Addiction to Fright

Long+lines+can+be+expected%2C+especially+on+Halloween+for+the+Midway+of+Madness+community+haunted+house+in+Huntington+Beach.+%28Photo+courtesy+Mike+Castro%29

Long lines can be expected, especially on Halloween for the Midway of Madness community haunted house in Huntington Beach. (Photo courtesy Mike Castro)

As the spooky season is upon us, most people go to haunted houses to get scared out of their minds, but why?  Why do people pay money to get scared?

Long lines at a bustling haunted house demonstrate the sheer number of avid horror seekers.

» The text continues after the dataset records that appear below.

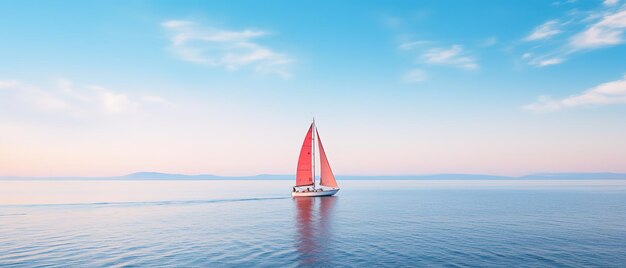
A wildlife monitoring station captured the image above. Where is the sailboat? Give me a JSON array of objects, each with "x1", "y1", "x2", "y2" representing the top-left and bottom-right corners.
[{"x1": 291, "y1": 119, "x2": 339, "y2": 197}]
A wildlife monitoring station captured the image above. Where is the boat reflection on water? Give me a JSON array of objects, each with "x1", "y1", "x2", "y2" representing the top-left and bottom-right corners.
[{"x1": 293, "y1": 196, "x2": 338, "y2": 266}]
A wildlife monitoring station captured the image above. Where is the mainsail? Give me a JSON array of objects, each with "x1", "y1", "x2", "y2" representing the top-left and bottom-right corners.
[
  {"x1": 315, "y1": 129, "x2": 338, "y2": 187},
  {"x1": 296, "y1": 124, "x2": 312, "y2": 186}
]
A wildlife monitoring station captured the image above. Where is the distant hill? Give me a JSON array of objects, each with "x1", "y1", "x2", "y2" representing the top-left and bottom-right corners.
[{"x1": 0, "y1": 172, "x2": 626, "y2": 180}]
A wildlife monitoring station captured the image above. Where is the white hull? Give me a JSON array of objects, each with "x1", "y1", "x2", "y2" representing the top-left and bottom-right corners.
[{"x1": 291, "y1": 188, "x2": 339, "y2": 197}]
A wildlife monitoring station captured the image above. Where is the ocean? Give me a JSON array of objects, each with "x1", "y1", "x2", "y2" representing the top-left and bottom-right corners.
[{"x1": 0, "y1": 178, "x2": 626, "y2": 267}]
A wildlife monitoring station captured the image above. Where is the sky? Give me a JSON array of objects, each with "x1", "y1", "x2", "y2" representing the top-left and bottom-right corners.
[{"x1": 0, "y1": 0, "x2": 626, "y2": 176}]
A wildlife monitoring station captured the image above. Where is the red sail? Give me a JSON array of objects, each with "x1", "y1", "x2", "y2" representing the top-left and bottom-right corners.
[
  {"x1": 315, "y1": 129, "x2": 338, "y2": 187},
  {"x1": 296, "y1": 124, "x2": 313, "y2": 186}
]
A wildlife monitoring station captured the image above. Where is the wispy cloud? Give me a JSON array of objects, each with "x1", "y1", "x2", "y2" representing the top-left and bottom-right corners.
[
  {"x1": 524, "y1": 20, "x2": 563, "y2": 41},
  {"x1": 161, "y1": 20, "x2": 293, "y2": 78},
  {"x1": 570, "y1": 10, "x2": 626, "y2": 49},
  {"x1": 522, "y1": 1, "x2": 626, "y2": 67},
  {"x1": 0, "y1": 78, "x2": 169, "y2": 117},
  {"x1": 421, "y1": 45, "x2": 478, "y2": 70},
  {"x1": 523, "y1": 75, "x2": 626, "y2": 112},
  {"x1": 402, "y1": 69, "x2": 428, "y2": 84}
]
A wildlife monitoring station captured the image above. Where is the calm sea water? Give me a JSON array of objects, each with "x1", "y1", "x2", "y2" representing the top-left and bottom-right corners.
[{"x1": 0, "y1": 180, "x2": 626, "y2": 267}]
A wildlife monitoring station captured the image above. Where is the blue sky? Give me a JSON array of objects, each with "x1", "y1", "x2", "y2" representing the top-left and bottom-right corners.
[{"x1": 0, "y1": 0, "x2": 626, "y2": 175}]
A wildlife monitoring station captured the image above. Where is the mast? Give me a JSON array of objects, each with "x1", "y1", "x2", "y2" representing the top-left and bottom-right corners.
[{"x1": 311, "y1": 117, "x2": 317, "y2": 189}]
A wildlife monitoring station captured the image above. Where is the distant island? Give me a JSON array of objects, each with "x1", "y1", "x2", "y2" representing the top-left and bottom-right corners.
[{"x1": 0, "y1": 172, "x2": 626, "y2": 180}]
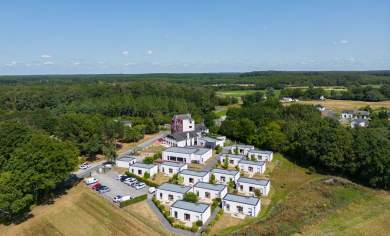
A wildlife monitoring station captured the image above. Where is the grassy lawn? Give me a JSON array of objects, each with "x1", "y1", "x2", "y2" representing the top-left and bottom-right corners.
[
  {"x1": 290, "y1": 99, "x2": 390, "y2": 112},
  {"x1": 0, "y1": 184, "x2": 169, "y2": 236}
]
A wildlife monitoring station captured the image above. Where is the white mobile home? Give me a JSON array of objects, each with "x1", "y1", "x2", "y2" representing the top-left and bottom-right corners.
[
  {"x1": 129, "y1": 162, "x2": 158, "y2": 177},
  {"x1": 229, "y1": 144, "x2": 255, "y2": 156},
  {"x1": 160, "y1": 161, "x2": 188, "y2": 177},
  {"x1": 156, "y1": 183, "x2": 191, "y2": 204},
  {"x1": 237, "y1": 177, "x2": 271, "y2": 196},
  {"x1": 193, "y1": 182, "x2": 227, "y2": 202},
  {"x1": 222, "y1": 194, "x2": 261, "y2": 217},
  {"x1": 248, "y1": 149, "x2": 274, "y2": 161},
  {"x1": 238, "y1": 160, "x2": 266, "y2": 176},
  {"x1": 170, "y1": 200, "x2": 211, "y2": 226},
  {"x1": 219, "y1": 153, "x2": 245, "y2": 167},
  {"x1": 162, "y1": 147, "x2": 213, "y2": 164},
  {"x1": 115, "y1": 156, "x2": 137, "y2": 168},
  {"x1": 179, "y1": 170, "x2": 210, "y2": 186},
  {"x1": 211, "y1": 169, "x2": 240, "y2": 184}
]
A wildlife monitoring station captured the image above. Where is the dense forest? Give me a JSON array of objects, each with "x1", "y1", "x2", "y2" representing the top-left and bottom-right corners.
[
  {"x1": 0, "y1": 81, "x2": 218, "y2": 220},
  {"x1": 220, "y1": 94, "x2": 390, "y2": 189}
]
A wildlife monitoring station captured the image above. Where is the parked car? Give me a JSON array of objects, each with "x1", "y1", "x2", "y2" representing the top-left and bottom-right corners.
[
  {"x1": 91, "y1": 182, "x2": 102, "y2": 190},
  {"x1": 84, "y1": 177, "x2": 98, "y2": 185},
  {"x1": 134, "y1": 182, "x2": 146, "y2": 189},
  {"x1": 98, "y1": 185, "x2": 111, "y2": 193},
  {"x1": 113, "y1": 195, "x2": 132, "y2": 202},
  {"x1": 148, "y1": 187, "x2": 156, "y2": 194}
]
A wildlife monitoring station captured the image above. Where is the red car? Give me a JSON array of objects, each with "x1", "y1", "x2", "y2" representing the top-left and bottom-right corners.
[{"x1": 91, "y1": 182, "x2": 102, "y2": 190}]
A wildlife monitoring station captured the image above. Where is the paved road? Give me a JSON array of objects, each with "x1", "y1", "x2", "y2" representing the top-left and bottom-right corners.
[{"x1": 92, "y1": 170, "x2": 149, "y2": 201}]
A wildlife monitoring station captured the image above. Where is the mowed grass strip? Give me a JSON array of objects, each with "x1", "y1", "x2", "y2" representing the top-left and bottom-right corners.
[{"x1": 0, "y1": 184, "x2": 168, "y2": 236}]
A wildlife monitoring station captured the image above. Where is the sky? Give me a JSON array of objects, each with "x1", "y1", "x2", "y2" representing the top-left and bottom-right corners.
[{"x1": 0, "y1": 0, "x2": 390, "y2": 75}]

According to an industry association, all across the U.S.,  there are approximately about 1,200 haunted houses that have admission fees. Along with this, it is estimated that there is an average attraction rate of 8,000 horror seekers.

 

According to several medical studies, an adrenaline high is created when watching scary movies. As our heart beats faster, we breathe quicker, and our muscles get more blood to them. The release of epinephrine (adrenaline) is the key source of these symptoms.

 

“It’s not something I can experience every day,” says Stephanie Orellana, an avid haunted house lover. “I get to be in a real-life horror film”.

 

Many others have the same reactions to these horror houses and look forward to these haunted houses in order to get their fill on this horror high.

 

Behind the scenes of haunted houses, thousands of horror lovers can’t wait for the season to arrive in order to become the monsters that terrify their guests. Normal humans by day, transformed monsters by night with film-worthy makeup and costumes, this is key to making these attractions as realistic as possible.

 

A 13th Floor actor explained a little more on why he and many others love these attractions.

 

“This is my passion, I love giving others this extreme high of horror that I love. I don’t exactly know the science behind why I love this feeling but I can tell you that I’m not the only one”.